Ms. Mark-Viverito pointed out that while Latinos are 17 percent of the population, they made up just 10 percent of the electorate in 2012—with a voter turnout just about the same as in 2008.
“This means for all the stories about a giant being awoken, we still have not fully roused from our slumber,” she said.
In addition to immigration, Ms. Mark-Viverito highlighted income inequality—saying net worth in Latino households dropped 14 percent from 2010 to 2013—and healthcare as key priorities for Latino constituents. saying a rollback of the Affordable Care Act would be “disastrous.”

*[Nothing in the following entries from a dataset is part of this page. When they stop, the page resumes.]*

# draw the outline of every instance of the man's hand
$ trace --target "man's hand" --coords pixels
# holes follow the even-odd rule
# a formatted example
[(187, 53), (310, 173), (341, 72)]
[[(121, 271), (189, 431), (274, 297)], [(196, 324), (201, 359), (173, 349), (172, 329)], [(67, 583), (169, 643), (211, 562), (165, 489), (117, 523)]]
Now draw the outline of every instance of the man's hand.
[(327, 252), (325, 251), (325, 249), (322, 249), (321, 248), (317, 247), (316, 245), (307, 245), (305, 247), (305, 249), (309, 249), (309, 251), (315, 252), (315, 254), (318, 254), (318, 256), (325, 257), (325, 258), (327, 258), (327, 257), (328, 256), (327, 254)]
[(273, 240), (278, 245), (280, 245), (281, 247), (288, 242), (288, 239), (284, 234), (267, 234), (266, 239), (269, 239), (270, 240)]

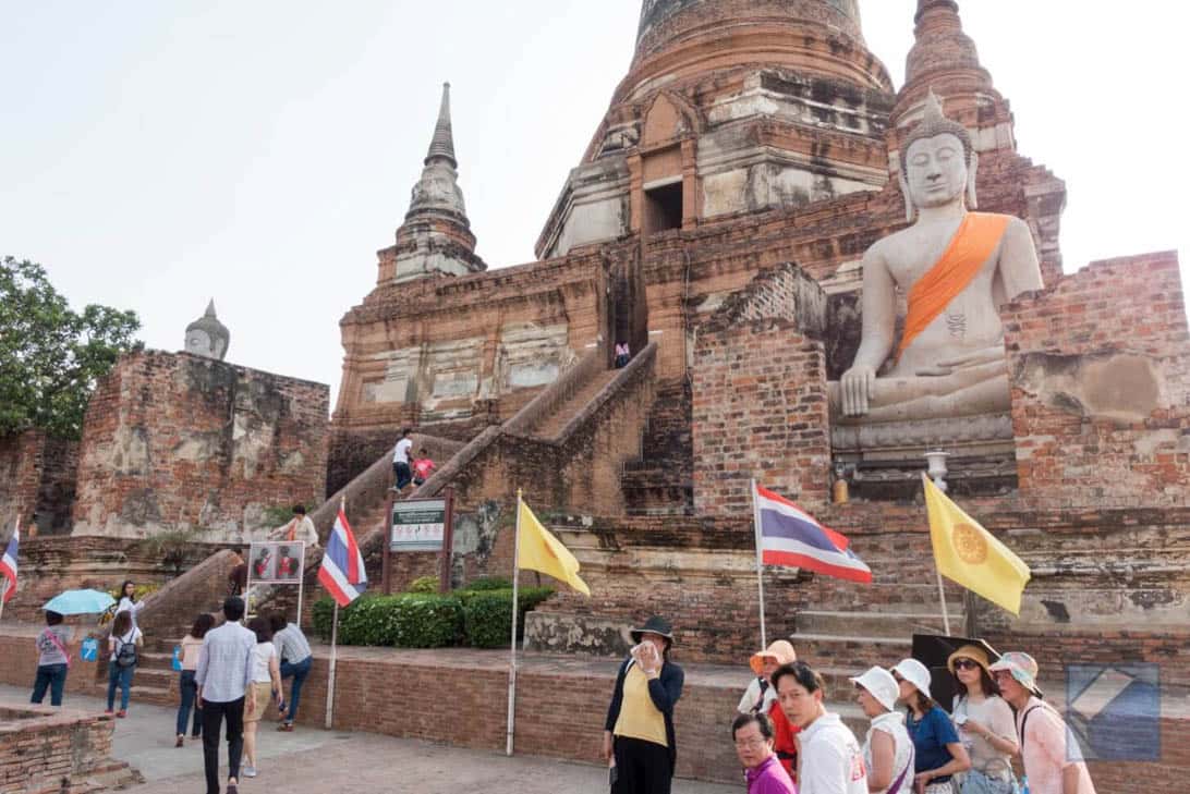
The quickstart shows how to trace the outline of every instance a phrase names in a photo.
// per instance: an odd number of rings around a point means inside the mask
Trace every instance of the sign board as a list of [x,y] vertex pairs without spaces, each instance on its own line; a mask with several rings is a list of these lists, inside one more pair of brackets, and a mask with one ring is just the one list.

“These are the stakes for Latinos as we look to 2016. For too long, our issues have been ignored, forgotten or disregarded. But no more. No puede ganar la Casa Blanca sin nosotros,” she said in Spanish, before translating, “You can’t win the White House without us. No candidates, no matter their background, should take us for granted next year.”
In addition to loudly calling for immigration reform in Washington, the speaker has backed local measures like the municipal identification card program, IDNYC, and the ending of the city’s cooperation with the federal Immigration and Customs Enforcement agency.